Apabila terbaca ayat-ayat sajadah, teruslah sujud sekali kemudian kembali berdiri meneruskan bacaan ayat dan meneruskan shalat. Turun kesujud dan kembali dari sujud itu, dengan takbir, sedang dalam sujud sunat membaca :

sajada wajhiya lillladzi kholaqohu wa syaqo sam’ahu wa basorohu bi hawlihi wa
quwwatihi”

Artinya “Diriku bersujud kepada Tuhan yang yelah menjadikan dan membentuknya, dan yang telah
menjadikan diriku mendengar dan melihat, dengan kekuasaan dan kekuatan-Nya”.

Adapun makmum harus ikut imamnya yang sujud, dan tidak boleh sujud sendiri.
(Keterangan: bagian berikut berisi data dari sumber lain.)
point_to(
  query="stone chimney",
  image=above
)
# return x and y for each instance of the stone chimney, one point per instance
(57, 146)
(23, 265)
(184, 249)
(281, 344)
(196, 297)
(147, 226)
Juga tidak boleh orang shalat dengan sengaja membaca ayat sajadah untuk dapat sujud tilawah.

Cara mengerjakan sujud tilawah di luar shalat adalah :
  1. Menghadap qiblat
  2. Takbir dengan niat
  3. Sujud (hanya sekali)
  4. Kembali duduk dengan takbir pula
  5. Salam.

Shalat orang yang sakit

Orang yang sakit atau berhalangan, yang tidak dapat mengerjakan shalat dengan sempurna, tetapi ia berkewajiban mengerjakannya sekedar yang dapat.
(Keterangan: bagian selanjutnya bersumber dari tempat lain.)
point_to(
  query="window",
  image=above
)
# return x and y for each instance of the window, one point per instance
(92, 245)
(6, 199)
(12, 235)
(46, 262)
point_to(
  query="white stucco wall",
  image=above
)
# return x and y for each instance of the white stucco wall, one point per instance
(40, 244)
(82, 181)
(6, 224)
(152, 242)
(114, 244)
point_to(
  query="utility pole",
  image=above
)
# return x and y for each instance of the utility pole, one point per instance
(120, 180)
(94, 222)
Apabila tidak kuasa shalat dengan berdiri, sebab pusing atau di atas kapal yang bergerak, atau di atas kereta api dan sebagainya, maka shalat cukup dengan duduk. Apabila tidak dapat shalat dengan duduk cukup dikerjakan dengan cara berbaring (menelentang atau miring). Cara shalat dengan menelentang itu, kepalanya agak ditinggikan, telapak kaki menghadap kiblat. Boleh pula dikerjakan dengan miring, badan sebelah kanan di bawa, muka dan dada menghadap kiblat.
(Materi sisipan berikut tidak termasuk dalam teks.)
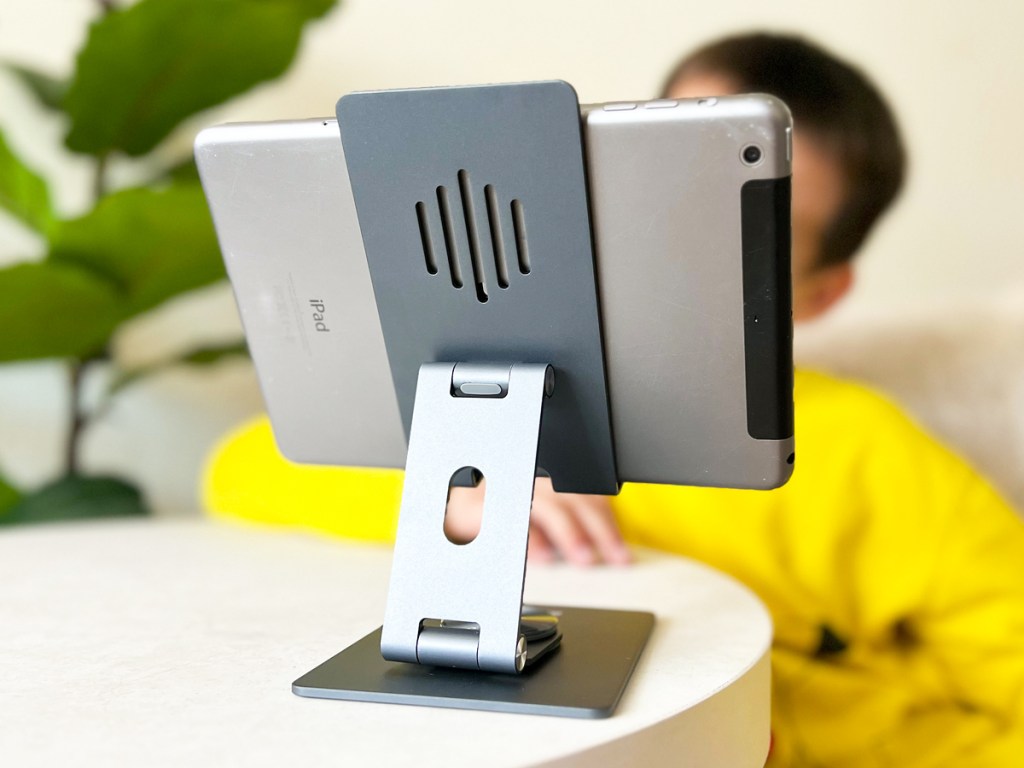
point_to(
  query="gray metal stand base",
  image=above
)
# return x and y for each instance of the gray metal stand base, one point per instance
(584, 678)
Orang yang shalat dengan berbaring (menelentang atau miring), segala rukuk dan
sujudnya cukup dengan isyarat. Isyarat sujud lebih rendah dari pada isyarat rukuk.

Apabila tidak dapat dengan isyarat boleh hanya dengan pelupuk mata saja. Bahkan jika semuanya itu tidak dapat dikerjakan, maka boleh dikerjakan dengan cara apa saja. Pendeknya orang yang telah berkewajiban shalat lima waktu itu, tidak boleh meninggalkannya selama ia masih ada ingatan tidak lupa atau tertidur. Orang yang lupa, setelah ingat wajib pula mengerjakan shalat. Orang yang tertidur apabila telah bangun wajib pula mengerjakan shalat yang tertinggal itu.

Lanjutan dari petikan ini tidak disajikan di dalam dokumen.